Like the hero of the film Kes, Greg Hutchings was bitten by the falconry bug as a teenager. “I must have been 12 years old when I climbed a tree to see a sparrowhawk’s nest with five chicks in it. Not long afterwards there was a TV programme about falconry and I was hooked,” he says.
Greg and I are sitting in my kitchen drinking coffee while outside on his block, hooded and raring to go, is Kenzie, Greg’s fifth-season peregrine falcon named after one of Greg’s heroes, the wildlife artist and Lincolnshire wildfowler Mackenzie Thorpe.
I am are struck by Greg’s enthusiasm as he talks about how he bred Kenzie from a wild female that had been handed into a wildlife reserve with a broken wing.
Outside, the wind is shaking the autumn leaves from the sycamores along the shore and we watch anxiously for it to drop. The maximum wind speed Greg will fly his bird in is 25mph — beyond that it struggles to keep position.
English are better
Today’s expedition has been months in the planning. For two years Greg has been putting down grey partridges here in the hope that one day he will see Kenzie hurtle out of the sky and take one. In contrast to the thousands of redlegs released in Dumfries and Galloway, the native bird is all but extinct. Greg’s conservation efforts have been a happy by-product of his falconry. English partridges are better for falconry because redlegs run rather than clamp down to a point.

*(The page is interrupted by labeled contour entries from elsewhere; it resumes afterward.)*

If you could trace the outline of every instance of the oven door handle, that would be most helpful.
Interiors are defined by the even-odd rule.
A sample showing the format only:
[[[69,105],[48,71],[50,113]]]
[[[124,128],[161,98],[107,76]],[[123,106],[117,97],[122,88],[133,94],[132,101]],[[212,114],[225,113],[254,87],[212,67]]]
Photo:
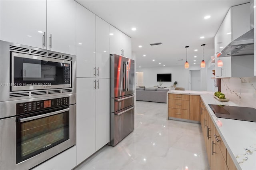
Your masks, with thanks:
[[[49,116],[52,116],[52,115],[60,113],[62,112],[65,112],[67,111],[69,111],[69,108],[67,108],[61,110],[60,111],[58,111],[53,112],[44,114],[43,115],[38,115],[37,116],[32,116],[31,117],[26,117],[25,118],[18,119],[18,120],[19,122],[26,122],[27,121],[36,119],[37,119],[42,118],[43,117],[46,117]]]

The partridges that Greg puts down are bantam-reared. He buys them at five weeks and they are then grown on in Greg’s garden on a diet of wild bird seed to accustom them to foraging in the wild. Then, at eight to 10 weeks, they are gradually released from a pen on the edge of a stubble where there is a thick beetle bank of white grass, in such a way that a covey is then hefted on to part of the farm that has the best possible habitat for them.